On a company-wise basis, United Bank Limited was the largest drag on the index, pulling it down by 733 points, followed by Oil and Gas Development Company (244 points), National Bank of Pakistan (224 points), Pakistan Petroleum Limited (211 points), and Sazgar Engineering Works (117 points). Meanwhile, Systems Limited contributed 422 points, followed by Engro Holdings (332 points), Meezan Bank (319 points), Fauji Fertilizer Company (132 points), and Lucky Cement (113 points).

Trading activity remained strong during the week. Average daily volumes rose to 486 million shares, up 52% week-on-week, while the average value traded increased by 37% to $97.3 million.

Commenting on market performance, Ali Najib, Deputy Head of Trading at Arif Habib Limited, said the index witnessed profit-taking in the final session, declining by 1,200 points, or 0.79%, to close at 151,708 points.
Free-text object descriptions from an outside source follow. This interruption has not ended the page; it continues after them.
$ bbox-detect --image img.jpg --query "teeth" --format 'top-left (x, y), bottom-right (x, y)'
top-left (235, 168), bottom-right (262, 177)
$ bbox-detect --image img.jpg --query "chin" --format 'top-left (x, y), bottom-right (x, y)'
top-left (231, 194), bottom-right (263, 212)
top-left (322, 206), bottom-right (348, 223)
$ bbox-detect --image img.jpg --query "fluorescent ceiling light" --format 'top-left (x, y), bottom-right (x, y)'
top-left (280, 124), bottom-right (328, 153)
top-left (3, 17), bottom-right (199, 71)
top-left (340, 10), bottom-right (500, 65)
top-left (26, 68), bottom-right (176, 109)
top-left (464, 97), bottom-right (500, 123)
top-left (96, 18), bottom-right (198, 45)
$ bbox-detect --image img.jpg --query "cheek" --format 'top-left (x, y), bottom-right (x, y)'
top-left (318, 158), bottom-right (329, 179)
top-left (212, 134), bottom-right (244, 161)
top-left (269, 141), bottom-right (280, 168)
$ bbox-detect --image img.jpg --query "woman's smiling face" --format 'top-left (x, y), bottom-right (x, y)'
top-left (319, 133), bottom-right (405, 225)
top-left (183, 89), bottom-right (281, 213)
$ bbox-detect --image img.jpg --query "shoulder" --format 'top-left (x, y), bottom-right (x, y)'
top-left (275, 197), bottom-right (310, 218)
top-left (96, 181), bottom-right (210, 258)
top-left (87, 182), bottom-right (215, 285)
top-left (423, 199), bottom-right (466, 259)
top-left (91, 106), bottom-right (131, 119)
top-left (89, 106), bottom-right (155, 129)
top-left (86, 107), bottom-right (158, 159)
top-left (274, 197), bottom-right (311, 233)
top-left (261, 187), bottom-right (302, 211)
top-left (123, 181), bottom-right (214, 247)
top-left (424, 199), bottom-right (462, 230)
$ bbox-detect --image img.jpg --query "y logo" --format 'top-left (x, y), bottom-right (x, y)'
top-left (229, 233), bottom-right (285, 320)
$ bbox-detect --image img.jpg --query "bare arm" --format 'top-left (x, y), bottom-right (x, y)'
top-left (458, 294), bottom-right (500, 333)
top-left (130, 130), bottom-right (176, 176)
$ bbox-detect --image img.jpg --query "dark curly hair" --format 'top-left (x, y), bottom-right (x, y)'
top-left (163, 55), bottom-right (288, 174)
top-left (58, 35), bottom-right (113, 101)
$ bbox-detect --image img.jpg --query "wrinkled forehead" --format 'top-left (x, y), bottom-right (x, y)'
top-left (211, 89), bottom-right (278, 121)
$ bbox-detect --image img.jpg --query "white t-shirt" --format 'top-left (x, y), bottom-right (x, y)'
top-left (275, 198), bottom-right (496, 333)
He noted that early gains were reversed due to broad-based selling pressure.

Arif Habib Limited said the benchmark index is currently trading at a price-to-earnings ratio of 7.5 times, offering a dividend yield of around 6.8%. Its preferred picks include National Bank of Pakistan, Oil and Gas Development Company, Pakistan Petroleum Limited, Fauji Fertilizer Company, Lucky Cement, Hub Power Company, Pakistan State Oil, and Attock Refinery.
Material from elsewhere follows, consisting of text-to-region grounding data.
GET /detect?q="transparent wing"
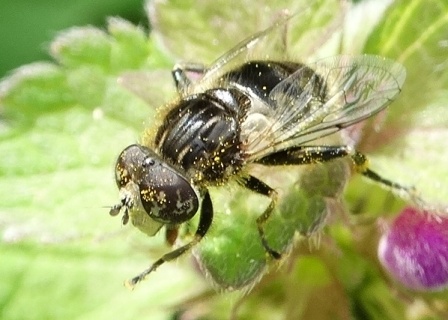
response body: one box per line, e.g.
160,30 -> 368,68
119,1 -> 345,106
243,55 -> 407,160
183,1 -> 345,96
Meanwhile, AKD Securities said market sentiment will remain linked to developments in the Middle East, while investor focus will also stay on the government’s energy measures, fuel import diversification, and progress on the International Monetary Fund review. The brokerage house added that any de-escalation could trigger a strong recovery, as valuations have become more attractive, with the forward price-to-earnings ratio at 6.4 times. It expects the KSE-100 Index to reach 263,800 by December 2026.